Purdy: Esse estudo é super importante como guia para quem quer entender a virada antimarxista da política stalinista na URSS nos meados da década de 1920. A Internacional Comunista (IC) no tempo de Lênin fez erros, mas era uma organização séria e dedicada à revolução mundial. A adoção do conceito de “socialismo em um só país” por Stalin e sua corja fez com que a IC se tornasse simplesmente um órgão da política externa stalinista. Essa concepção continua tendo efeitos até os dias de hoje: partidos influenciados por stalinismo hoje em dia não combatem imperialismo como um todo, mas escolhem qual é o melhor imperialismo. Então, apoiam Rússia, China, Síria, etc. porque são contra imperialismo norte-americano mesmo que esses países também são propriamente imperialistas ou aliados aos países imperialistas. O resultado é que a luta de classes dentro desses países imperialistas é ignorada, ou pior, partidos stalinistas acabam tomando o lado do governo e os patrões contra a classe trabalhadora nesses países, apoiando repressão contra movimentos populares. Entender as origens dessa história, como esse livro propõe, nos ajuda atuar nos tempos de hoje.
IdE: Pensando no desenvolvimento do capitalismo nos EUA, qual seria, na sua opinião, a importância neste país, que é o coração do imperialismo, para a luta dos trabalhadores internacionalmente, ontem e hoje?
Purdy: A luta de classe nos EUA é absolutamente central às lutas socialistas internacionais. É obviamente um enorme desafio, mas se queremos construir uma revolução internacional seria necessário a contribuição dos trabalhadores dentro do maior país imperialista do mundo. Há bons sinais recentemente com várias lutas importantes nos EUA. É nosso dever apoiar completamente às lutas nos EUA justamente como é o dever deles apoiar nossas lutas aqui no Brasil. A classe trabalhadora é internacional e nossas lutas também.
IdE: Ainda, como consequência da crise do capitalismo, vemos uma aproximação por alguns setores, em especial os jovens, às ideias comunistas, junto a isto, há novas tentativas de reabilitação de Stálin por parte de alguns setores ditos do movimento comunista. Como você enxerga esta reabilitação e como desmascará-la?
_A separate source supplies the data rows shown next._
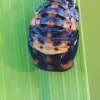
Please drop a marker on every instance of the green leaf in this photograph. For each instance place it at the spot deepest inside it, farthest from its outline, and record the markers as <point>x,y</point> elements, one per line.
<point>19,78</point>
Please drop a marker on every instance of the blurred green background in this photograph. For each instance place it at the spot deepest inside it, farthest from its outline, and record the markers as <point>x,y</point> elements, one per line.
<point>90,17</point>
<point>90,10</point>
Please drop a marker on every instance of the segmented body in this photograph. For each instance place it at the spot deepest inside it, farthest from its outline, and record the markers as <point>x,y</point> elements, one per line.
<point>53,38</point>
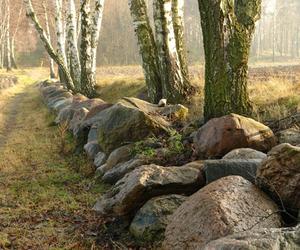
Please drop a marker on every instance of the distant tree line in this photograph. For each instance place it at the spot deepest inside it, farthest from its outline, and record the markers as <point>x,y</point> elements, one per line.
<point>227,30</point>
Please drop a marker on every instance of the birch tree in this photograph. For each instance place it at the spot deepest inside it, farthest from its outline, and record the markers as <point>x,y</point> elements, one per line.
<point>88,81</point>
<point>72,45</point>
<point>8,46</point>
<point>13,38</point>
<point>163,55</point>
<point>227,28</point>
<point>175,88</point>
<point>178,23</point>
<point>47,24</point>
<point>96,27</point>
<point>47,44</point>
<point>147,48</point>
<point>61,48</point>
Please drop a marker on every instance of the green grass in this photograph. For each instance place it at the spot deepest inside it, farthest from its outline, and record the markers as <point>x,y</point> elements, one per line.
<point>46,194</point>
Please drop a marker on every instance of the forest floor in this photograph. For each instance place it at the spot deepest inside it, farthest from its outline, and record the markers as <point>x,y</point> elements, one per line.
<point>46,192</point>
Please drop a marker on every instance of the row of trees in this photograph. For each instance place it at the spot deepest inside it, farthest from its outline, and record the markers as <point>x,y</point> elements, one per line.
<point>227,27</point>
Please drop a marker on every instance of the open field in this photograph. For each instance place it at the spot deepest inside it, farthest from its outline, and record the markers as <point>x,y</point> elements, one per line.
<point>46,190</point>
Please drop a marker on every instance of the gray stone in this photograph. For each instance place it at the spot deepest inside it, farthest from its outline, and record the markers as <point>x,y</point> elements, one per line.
<point>119,155</point>
<point>92,135</point>
<point>119,171</point>
<point>291,136</point>
<point>62,104</point>
<point>151,220</point>
<point>92,149</point>
<point>263,239</point>
<point>146,182</point>
<point>245,154</point>
<point>129,120</point>
<point>224,207</point>
<point>100,159</point>
<point>77,118</point>
<point>279,175</point>
<point>216,169</point>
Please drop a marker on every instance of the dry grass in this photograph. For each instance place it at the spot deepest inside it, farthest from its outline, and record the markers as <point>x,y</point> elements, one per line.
<point>44,201</point>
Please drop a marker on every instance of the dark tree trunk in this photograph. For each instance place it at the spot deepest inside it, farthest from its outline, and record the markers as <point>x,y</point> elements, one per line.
<point>228,27</point>
<point>88,81</point>
<point>147,47</point>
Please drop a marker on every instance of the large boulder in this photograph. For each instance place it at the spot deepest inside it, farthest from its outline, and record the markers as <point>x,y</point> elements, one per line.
<point>119,155</point>
<point>245,154</point>
<point>145,182</point>
<point>279,174</point>
<point>216,169</point>
<point>151,220</point>
<point>226,206</point>
<point>221,135</point>
<point>263,239</point>
<point>291,136</point>
<point>90,120</point>
<point>77,118</point>
<point>79,102</point>
<point>131,120</point>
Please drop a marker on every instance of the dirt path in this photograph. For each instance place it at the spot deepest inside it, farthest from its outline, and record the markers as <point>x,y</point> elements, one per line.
<point>45,196</point>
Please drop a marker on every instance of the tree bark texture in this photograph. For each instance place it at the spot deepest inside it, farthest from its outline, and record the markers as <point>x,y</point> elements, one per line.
<point>147,48</point>
<point>88,81</point>
<point>228,27</point>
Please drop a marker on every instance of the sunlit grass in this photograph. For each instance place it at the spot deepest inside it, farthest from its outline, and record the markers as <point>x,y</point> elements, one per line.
<point>274,92</point>
<point>46,196</point>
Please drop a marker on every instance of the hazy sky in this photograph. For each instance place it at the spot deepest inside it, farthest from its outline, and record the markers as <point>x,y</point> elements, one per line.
<point>271,5</point>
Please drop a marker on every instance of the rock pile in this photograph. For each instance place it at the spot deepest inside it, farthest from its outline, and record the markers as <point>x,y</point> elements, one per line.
<point>215,202</point>
<point>7,81</point>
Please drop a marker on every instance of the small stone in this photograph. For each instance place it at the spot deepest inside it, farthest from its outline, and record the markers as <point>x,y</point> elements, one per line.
<point>151,220</point>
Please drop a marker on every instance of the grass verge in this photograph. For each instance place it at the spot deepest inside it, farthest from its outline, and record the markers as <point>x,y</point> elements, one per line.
<point>45,201</point>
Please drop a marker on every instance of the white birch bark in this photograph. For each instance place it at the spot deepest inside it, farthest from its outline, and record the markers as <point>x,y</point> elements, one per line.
<point>51,62</point>
<point>96,27</point>
<point>61,48</point>
<point>173,84</point>
<point>47,44</point>
<point>178,23</point>
<point>147,48</point>
<point>72,45</point>
<point>88,81</point>
<point>8,46</point>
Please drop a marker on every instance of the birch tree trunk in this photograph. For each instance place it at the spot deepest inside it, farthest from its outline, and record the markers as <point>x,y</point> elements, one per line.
<point>51,62</point>
<point>61,48</point>
<point>147,48</point>
<point>227,28</point>
<point>12,54</point>
<point>178,23</point>
<point>8,46</point>
<point>175,88</point>
<point>72,46</point>
<point>47,44</point>
<point>96,27</point>
<point>88,81</point>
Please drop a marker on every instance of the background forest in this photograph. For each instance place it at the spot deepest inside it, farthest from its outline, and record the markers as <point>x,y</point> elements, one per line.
<point>276,38</point>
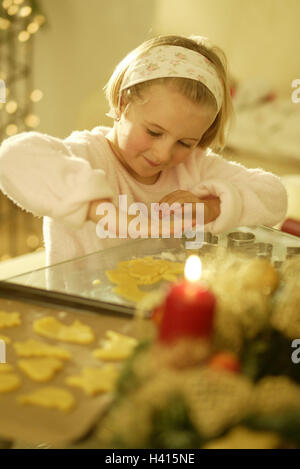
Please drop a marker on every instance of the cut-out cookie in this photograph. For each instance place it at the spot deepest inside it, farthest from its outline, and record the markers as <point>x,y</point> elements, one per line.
<point>76,333</point>
<point>40,369</point>
<point>51,397</point>
<point>34,348</point>
<point>6,339</point>
<point>9,319</point>
<point>95,380</point>
<point>9,382</point>
<point>116,347</point>
<point>5,368</point>
<point>142,271</point>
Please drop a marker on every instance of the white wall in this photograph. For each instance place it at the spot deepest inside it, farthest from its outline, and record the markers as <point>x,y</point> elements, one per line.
<point>76,53</point>
<point>261,38</point>
<point>84,40</point>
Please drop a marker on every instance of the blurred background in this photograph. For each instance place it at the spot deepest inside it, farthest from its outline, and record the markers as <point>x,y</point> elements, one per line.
<point>56,57</point>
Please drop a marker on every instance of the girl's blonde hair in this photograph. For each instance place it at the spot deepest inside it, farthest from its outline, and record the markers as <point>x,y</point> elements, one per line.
<point>194,90</point>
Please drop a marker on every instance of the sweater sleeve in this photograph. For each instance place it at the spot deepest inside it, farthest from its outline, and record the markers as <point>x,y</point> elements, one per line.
<point>42,175</point>
<point>248,196</point>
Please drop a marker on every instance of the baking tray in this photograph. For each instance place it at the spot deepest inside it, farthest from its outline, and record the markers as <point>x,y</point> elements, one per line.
<point>50,426</point>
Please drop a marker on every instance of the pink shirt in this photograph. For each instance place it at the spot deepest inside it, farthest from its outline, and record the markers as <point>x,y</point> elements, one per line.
<point>56,179</point>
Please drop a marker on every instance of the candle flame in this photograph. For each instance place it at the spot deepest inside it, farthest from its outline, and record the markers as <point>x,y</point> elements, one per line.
<point>193,268</point>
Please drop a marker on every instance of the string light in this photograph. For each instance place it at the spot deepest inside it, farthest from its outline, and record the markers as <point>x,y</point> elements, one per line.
<point>11,107</point>
<point>6,4</point>
<point>39,19</point>
<point>12,10</point>
<point>25,11</point>
<point>11,129</point>
<point>36,95</point>
<point>33,28</point>
<point>23,36</point>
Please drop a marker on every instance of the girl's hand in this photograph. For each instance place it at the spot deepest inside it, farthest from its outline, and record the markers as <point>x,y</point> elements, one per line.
<point>211,203</point>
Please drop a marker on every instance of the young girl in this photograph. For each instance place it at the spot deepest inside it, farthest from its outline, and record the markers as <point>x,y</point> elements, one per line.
<point>170,102</point>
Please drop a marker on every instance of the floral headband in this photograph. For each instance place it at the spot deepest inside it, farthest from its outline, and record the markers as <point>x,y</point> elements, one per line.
<point>174,61</point>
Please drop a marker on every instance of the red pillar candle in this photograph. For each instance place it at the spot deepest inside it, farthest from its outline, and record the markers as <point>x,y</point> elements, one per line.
<point>188,310</point>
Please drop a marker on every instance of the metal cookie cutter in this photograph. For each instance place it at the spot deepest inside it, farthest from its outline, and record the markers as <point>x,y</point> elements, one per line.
<point>241,240</point>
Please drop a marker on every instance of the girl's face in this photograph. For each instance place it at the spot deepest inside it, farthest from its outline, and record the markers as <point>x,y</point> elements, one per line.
<point>159,132</point>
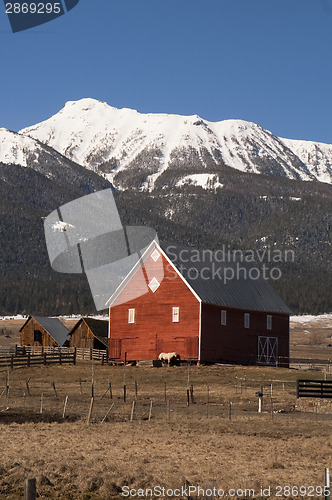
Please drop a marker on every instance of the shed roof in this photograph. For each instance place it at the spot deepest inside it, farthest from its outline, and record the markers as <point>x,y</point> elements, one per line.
<point>99,328</point>
<point>211,279</point>
<point>53,326</point>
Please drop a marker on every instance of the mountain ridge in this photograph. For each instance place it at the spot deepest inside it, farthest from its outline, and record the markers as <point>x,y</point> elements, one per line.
<point>117,142</point>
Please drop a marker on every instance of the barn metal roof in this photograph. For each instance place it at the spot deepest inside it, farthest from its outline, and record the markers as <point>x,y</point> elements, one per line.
<point>209,279</point>
<point>54,327</point>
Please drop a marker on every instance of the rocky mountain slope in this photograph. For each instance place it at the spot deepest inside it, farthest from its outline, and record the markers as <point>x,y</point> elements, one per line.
<point>135,150</point>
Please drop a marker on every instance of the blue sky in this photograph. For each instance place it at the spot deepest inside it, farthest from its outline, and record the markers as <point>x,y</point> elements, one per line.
<point>264,61</point>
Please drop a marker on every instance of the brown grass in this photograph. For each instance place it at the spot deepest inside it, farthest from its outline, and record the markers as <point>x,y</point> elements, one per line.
<point>73,460</point>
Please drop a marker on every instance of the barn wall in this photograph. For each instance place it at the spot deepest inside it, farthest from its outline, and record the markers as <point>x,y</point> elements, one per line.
<point>27,335</point>
<point>153,331</point>
<point>232,343</point>
<point>82,337</point>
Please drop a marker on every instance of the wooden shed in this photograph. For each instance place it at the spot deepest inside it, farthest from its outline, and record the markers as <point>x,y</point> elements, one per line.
<point>90,333</point>
<point>45,332</point>
<point>179,300</point>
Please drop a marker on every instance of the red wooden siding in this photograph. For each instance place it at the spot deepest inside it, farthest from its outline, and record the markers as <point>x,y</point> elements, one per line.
<point>153,331</point>
<point>233,343</point>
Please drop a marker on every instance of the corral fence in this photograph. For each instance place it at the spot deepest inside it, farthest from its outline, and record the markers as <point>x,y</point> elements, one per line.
<point>19,361</point>
<point>314,389</point>
<point>82,353</point>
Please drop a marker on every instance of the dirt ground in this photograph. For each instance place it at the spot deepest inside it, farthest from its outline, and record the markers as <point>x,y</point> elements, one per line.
<point>219,437</point>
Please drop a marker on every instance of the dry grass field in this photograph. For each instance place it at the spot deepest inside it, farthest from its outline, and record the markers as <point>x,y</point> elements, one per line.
<point>180,445</point>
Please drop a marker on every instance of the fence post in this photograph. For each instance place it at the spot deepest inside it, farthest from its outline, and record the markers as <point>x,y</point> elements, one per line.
<point>30,489</point>
<point>210,489</point>
<point>327,484</point>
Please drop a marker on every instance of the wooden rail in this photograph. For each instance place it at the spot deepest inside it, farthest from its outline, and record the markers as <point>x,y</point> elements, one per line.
<point>37,359</point>
<point>314,389</point>
<point>80,352</point>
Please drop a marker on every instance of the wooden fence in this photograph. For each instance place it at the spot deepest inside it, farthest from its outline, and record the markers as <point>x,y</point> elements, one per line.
<point>314,389</point>
<point>80,353</point>
<point>19,361</point>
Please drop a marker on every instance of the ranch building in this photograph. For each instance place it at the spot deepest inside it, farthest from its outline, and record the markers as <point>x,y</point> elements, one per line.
<point>196,304</point>
<point>89,333</point>
<point>44,332</point>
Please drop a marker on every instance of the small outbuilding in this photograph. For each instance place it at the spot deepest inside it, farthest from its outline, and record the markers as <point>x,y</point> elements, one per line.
<point>43,332</point>
<point>89,333</point>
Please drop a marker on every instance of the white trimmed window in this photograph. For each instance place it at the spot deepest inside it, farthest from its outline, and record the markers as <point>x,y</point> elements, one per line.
<point>155,255</point>
<point>131,315</point>
<point>175,314</point>
<point>154,285</point>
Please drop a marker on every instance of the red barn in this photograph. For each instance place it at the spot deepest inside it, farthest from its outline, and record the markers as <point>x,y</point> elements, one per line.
<point>184,300</point>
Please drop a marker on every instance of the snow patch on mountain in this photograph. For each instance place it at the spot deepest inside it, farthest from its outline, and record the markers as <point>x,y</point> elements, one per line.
<point>15,149</point>
<point>316,154</point>
<point>206,181</point>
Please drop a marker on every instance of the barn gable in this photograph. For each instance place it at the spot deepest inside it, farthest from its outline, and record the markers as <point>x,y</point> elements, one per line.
<point>188,304</point>
<point>90,333</point>
<point>225,283</point>
<point>39,330</point>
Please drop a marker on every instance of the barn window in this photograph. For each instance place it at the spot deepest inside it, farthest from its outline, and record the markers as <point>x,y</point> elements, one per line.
<point>131,315</point>
<point>155,255</point>
<point>38,336</point>
<point>175,314</point>
<point>154,285</point>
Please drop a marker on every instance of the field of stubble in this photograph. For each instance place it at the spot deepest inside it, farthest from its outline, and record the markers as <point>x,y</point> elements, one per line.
<point>219,436</point>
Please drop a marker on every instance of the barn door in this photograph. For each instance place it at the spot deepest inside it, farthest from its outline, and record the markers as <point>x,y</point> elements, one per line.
<point>115,348</point>
<point>268,350</point>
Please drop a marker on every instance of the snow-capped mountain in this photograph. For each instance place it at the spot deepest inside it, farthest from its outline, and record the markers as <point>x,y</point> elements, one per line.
<point>142,150</point>
<point>26,152</point>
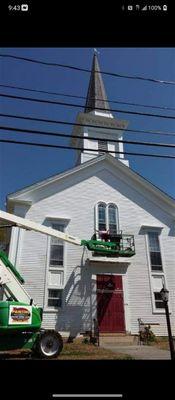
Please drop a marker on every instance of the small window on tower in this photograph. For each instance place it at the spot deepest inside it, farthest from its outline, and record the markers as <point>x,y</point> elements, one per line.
<point>102,146</point>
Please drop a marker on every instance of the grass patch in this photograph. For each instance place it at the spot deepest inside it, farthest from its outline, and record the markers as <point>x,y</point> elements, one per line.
<point>161,343</point>
<point>85,351</point>
<point>73,351</point>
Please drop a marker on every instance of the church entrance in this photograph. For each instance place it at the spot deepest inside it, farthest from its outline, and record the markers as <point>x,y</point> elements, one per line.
<point>110,307</point>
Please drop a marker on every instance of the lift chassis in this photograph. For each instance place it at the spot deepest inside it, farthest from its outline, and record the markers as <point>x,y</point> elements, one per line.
<point>20,318</point>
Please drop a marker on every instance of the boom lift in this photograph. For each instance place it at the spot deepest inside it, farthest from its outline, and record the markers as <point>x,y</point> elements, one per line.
<point>20,317</point>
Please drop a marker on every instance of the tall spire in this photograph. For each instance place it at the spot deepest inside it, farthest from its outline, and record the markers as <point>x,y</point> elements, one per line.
<point>96,96</point>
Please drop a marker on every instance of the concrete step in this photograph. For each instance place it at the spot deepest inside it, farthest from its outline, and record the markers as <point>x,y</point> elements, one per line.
<point>118,339</point>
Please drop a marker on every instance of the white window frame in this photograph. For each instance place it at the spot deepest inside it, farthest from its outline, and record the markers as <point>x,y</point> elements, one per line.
<point>55,269</point>
<point>155,273</point>
<point>56,307</point>
<point>107,204</point>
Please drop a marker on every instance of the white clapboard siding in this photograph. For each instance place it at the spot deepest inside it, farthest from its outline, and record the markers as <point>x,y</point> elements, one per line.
<point>74,198</point>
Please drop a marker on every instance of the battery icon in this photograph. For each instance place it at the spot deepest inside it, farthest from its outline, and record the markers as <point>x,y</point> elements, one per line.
<point>24,7</point>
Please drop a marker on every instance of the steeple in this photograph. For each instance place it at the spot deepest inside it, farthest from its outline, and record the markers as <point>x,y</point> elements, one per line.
<point>93,126</point>
<point>96,96</point>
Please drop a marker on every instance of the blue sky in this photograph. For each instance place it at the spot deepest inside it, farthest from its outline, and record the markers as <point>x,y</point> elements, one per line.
<point>21,166</point>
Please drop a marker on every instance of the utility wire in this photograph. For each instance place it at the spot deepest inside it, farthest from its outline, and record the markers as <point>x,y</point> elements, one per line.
<point>92,98</point>
<point>126,130</point>
<point>38,132</point>
<point>80,148</point>
<point>72,67</point>
<point>82,106</point>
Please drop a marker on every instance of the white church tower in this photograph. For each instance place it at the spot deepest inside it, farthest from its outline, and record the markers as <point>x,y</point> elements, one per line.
<point>90,123</point>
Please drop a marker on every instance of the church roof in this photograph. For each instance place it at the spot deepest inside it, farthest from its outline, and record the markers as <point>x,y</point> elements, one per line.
<point>25,195</point>
<point>96,96</point>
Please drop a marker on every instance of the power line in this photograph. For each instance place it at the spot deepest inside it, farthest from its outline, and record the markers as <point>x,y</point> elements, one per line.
<point>38,132</point>
<point>79,148</point>
<point>72,67</point>
<point>82,106</point>
<point>61,122</point>
<point>92,98</point>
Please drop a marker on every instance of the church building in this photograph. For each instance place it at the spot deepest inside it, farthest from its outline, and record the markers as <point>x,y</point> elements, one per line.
<point>101,193</point>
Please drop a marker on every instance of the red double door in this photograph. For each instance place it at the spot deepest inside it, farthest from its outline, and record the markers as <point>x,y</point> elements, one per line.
<point>110,306</point>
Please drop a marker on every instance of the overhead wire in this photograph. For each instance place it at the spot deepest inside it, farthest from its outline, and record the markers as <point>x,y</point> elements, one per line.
<point>61,122</point>
<point>72,67</point>
<point>41,132</point>
<point>91,98</point>
<point>82,106</point>
<point>80,148</point>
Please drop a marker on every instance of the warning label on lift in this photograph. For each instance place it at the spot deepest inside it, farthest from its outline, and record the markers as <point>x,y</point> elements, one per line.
<point>20,315</point>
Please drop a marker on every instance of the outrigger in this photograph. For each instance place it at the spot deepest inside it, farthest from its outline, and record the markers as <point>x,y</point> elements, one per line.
<point>20,317</point>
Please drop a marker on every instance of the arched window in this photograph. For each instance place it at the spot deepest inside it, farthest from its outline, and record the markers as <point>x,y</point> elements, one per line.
<point>112,218</point>
<point>107,218</point>
<point>101,217</point>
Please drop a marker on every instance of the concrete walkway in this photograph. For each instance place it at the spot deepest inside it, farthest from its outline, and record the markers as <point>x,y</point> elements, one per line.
<point>142,352</point>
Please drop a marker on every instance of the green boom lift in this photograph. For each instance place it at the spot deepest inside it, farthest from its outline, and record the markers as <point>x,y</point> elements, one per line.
<point>20,317</point>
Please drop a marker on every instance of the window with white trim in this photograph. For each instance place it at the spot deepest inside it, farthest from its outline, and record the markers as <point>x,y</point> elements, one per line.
<point>157,284</point>
<point>154,251</point>
<point>55,271</point>
<point>102,145</point>
<point>54,298</point>
<point>56,248</point>
<point>107,217</point>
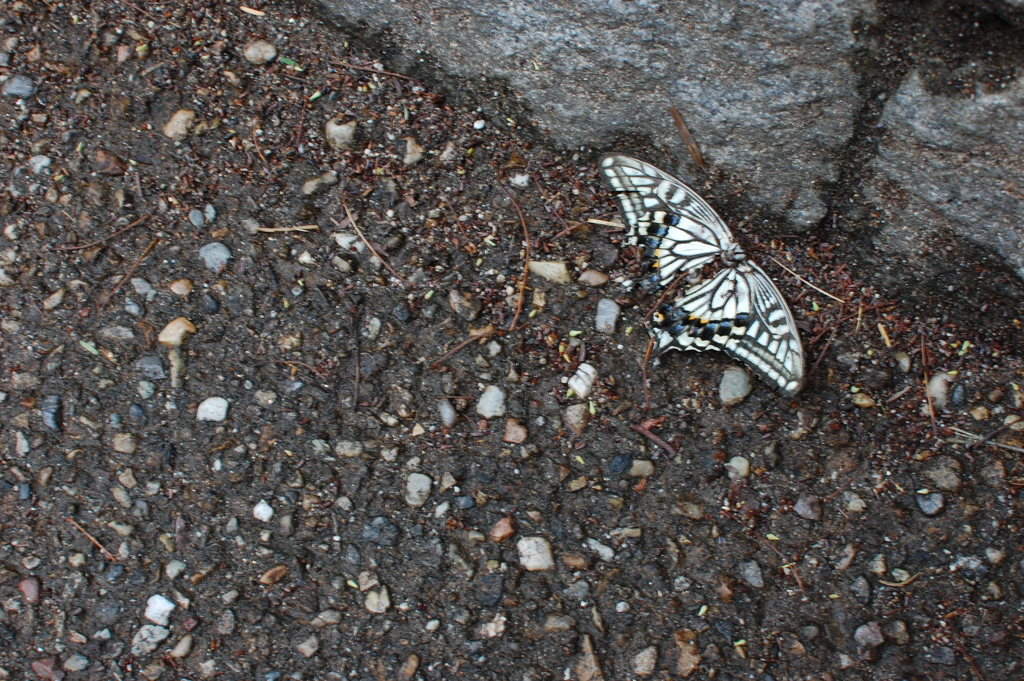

Purdy: Creio que a adoção de ideias stalinistas – uma distorção de marxismo e da tradição socialista – resulta de um fator principal: no contexto da acelerada exploração e opressão de capitalismo atual, algumas pessoas, especialmente jovens, buscam um passado imaginário quando socialismo supostamente era forte e constituía uma real alternativa ao capitalismo. O problema é que a URSS desde o fim da década de 1920 não era um estado socialista dedicado à revolução nesse país nem internacionalmente. Sob Stalin e seus tenentes, as possibilidades emancipatórias da Revolução Russa de 1917 foram esmagadas através da construção de uma burocracia repressora e antidemocrática que não representava os interesses dos trabalhadores, mas sim de uma casta burocrática que fazia tudo para se manter em poder. Há muito debate sobre a exata natureza e características da URSS, China e seus satélites, mas o que importa é que não eram/são socialistas. O objetivo central da tradição marxista desde Marx e Engels – revolução internacional e a construção da democracia operária com valores socialistas – foi substituído por stalinismo, através de massiva repressão, com um estado forte, burocrática, antidemocrática e imperialista. Acredito que o único jeito para convencer gente do êxito sem saída de stalinismo que envolve mentiras descaradas e distorções de história é através de estudos e argumentos críticos e honestos sobre como foi esse processo e como tais políticas não nos servem hoje em dia seja numa greve contra os patrões ou em lutas contra intervenções imperialistas. Nesse sentido, sigo o marxista revolucionário italiano, Gramsci, que escreveu que temos que ter pessimismo do intelecto, mas também otimismo da vontade.
IdE: Um dos projetos com que tem trabalhado compara slums, guetos e favelas em São Paulo, Chicago e Toronto, o que tem percebido de semelhanças e diferenças entre esses espaços marginais dos distintos países que compara? Como o capitalismo contribui para o desenvolvimento destes espaços?
Purdy: Meu objetivo com esse estudo é para mostrar que mesmo com formas distintas e histórias locais diferentes há uma dinâmica capitalista semelhante no mundo inteiro no século XX em relação à marginalização dos trabalhadores pobres e também da sua resistência. O povo que eu estudo nesses espaços em vários países – pobres, negros, imigrantes, mães solteiras – são trabalhadores que foram marginalizados pela mídia, estado e a classe dominante. Nos últimos quarenta anos, importantes estudos antropológicos, sociológicos e em menor extensão, históricos, sobre os povoamentos de slums, guetos e favelas na América Latina e do Norte, disseminaram a noção de desorganização e isolamento social dos pobres nas cidades e de sua posição como “objetos” passivos da história. Apesar de se tornarem no imaginário público “espaços párias”, os moradores desses bairros e comunidades têm sido importantes na luta de classe. Precisamos lutar juntos com eles para avançar as possibilidades de revolução.